Le texte court en bas de page comme le sous-titrage d’un théâtre de marionnettes en langue étrangère. Il décline les exploits de ses héros, leurs persécutions, leurs constantes résurrections. L’emploi du présent, l’accumulation des actions et leur caractère très général (« On les emprisonne, (…) mais dehors le soleil brille encore ») souligne l’universalité du propos. L’illustration, surtout, fascine. Dutertre invente un monde compliqué, grouillant de personnages mi-orientaux, mi-médiévaux, dotés pour la plupart de gigantesques moustaches. Les chevaux, les chameaux, les éléphants ou les coqs et les animaux cornus voisinent avec des créatures fantastiques. Les aplats de couleurs, hachurés ou tramés, dans les gris ou orangés, l’absence de profondeur et de perspective miment un univers anciens de tapisserie ou de décoration murale. Les trois héros, toujours beaucoup plus grands que les autres personnages, pourraient être les marionnettistes de ce théâtre de fantaisie. Bref, rien dans l’image ne vient alourdir la gravité du sujet. Bien au contraire, cet éloge de la satire prend l’allure d’une fresque épique, grouillante et généreuse, portée par le sourire d’un artiste complice de ses personnages.

 

Moi à travers les murs

Moi à travers les murs
Annie Agopian et Audrey Calleja

Rouergue, 2015

Naissance d’un conteur

par François Quet

moiatraverslesmurs « Des fois ma chambre est une punition ». C’est ce que dit le personnage principal au début de son histoire. « Des fois je déteste ma chambre », ajoute-t-il un peu plus loin. La chambre, c’est un espace de réclusion, « forteresse triste », qui isole, qui sépare, de la classe de neige ou de la chambre des parents. C’est l’espace du « Moi tout seul », expression qui revient souvent, l’espace du « malgré moi », de l’ennui et de la contrainte. Cependant, le dessin d’Audrey Calleja, à la façon parfois d’un gribouillage enfantin, peuple la chambre solitaire d’une foule de personnages : monstres verts, héros à la mode, Spiderman en pleine action, lapins aux grandes oreilles, animaux préhistoriques, créatures endormies ou sages fillettes aux yeux mi-clos.

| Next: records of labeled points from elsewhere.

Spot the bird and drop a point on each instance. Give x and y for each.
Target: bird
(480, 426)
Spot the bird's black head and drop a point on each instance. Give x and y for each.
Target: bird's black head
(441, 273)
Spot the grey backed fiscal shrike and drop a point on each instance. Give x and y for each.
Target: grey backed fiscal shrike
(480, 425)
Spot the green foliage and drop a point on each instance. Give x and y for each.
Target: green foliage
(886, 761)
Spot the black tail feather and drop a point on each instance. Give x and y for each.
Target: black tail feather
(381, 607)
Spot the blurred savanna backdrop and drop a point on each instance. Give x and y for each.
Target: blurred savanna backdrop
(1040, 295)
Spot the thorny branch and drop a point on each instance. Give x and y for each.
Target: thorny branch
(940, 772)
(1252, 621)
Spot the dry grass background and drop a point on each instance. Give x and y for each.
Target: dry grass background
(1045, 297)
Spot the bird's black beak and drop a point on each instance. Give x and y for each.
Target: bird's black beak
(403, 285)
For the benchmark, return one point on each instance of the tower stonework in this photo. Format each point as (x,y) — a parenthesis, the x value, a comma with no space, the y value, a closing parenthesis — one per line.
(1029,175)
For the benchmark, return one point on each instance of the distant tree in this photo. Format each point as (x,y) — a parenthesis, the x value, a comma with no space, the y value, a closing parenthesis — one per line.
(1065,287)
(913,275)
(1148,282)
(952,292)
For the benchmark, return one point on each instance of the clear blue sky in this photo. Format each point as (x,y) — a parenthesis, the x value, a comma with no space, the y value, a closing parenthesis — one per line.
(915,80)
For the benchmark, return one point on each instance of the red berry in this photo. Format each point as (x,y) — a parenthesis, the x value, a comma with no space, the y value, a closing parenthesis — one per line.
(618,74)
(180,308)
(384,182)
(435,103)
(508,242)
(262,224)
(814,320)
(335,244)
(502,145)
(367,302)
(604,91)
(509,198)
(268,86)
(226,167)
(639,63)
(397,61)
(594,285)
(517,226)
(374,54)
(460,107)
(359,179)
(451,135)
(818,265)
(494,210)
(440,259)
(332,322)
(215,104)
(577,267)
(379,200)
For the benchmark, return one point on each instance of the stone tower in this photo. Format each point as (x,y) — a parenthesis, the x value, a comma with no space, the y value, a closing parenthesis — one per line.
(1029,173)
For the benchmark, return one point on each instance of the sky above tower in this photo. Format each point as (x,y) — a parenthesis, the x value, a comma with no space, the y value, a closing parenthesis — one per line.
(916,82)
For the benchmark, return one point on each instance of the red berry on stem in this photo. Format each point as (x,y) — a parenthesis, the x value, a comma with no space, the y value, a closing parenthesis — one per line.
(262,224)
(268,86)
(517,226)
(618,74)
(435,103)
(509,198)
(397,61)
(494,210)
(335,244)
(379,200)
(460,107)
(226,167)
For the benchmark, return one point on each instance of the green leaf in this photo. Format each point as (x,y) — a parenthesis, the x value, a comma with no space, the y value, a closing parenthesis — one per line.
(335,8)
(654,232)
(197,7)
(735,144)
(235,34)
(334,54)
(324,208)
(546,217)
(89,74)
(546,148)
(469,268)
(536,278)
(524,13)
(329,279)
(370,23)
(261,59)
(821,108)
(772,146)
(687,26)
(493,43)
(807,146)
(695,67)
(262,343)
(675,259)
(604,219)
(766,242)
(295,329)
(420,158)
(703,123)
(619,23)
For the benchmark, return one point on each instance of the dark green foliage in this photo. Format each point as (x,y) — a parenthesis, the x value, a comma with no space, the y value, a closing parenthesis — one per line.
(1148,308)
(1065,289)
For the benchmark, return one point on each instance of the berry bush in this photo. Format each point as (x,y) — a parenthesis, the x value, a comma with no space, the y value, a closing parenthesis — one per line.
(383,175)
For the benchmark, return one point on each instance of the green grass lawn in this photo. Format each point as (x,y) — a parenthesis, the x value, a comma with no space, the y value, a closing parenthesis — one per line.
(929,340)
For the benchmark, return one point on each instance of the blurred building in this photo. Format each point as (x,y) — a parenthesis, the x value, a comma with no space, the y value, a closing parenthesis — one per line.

Car le moi tout seul et exilé est aussi le roi « absolu » de cet univers et la chambre « d’aventure et de rêve » lui permet de s’évader « à travers les murs » mieux que ne le permettraient une porte ou une fenêtre ouverte. Plusieurs références à Sendak laissent penser que Moi à travers les murs est une réécriture moderne de Max et les Maximonstres. L’enfant puni (ou même reclus dans le secret) s’invente un monde d’aventures, de voyages et d’exploits : superhéros, monstres domptés, ménagerie endormie. Un jour les histoires auront grandi et le moi mélancolique de la chambre connaitra d’autres murs, d’autres pays, d’autres aventures réelles ou imaginaires.

Ni le récit, ni les images de cet album ne sont très conventionnels, et la syntaxe un peu heurtée de l’illustration comme du fil narratif gêneront peut-être le lecteur adulte. Il est probable que l’enfant, au contraire, flânera, plus à l’aise, dans cette imagerie chaotique, et trouvera son chemin singulier entre les lignes du récit et les figures du décor.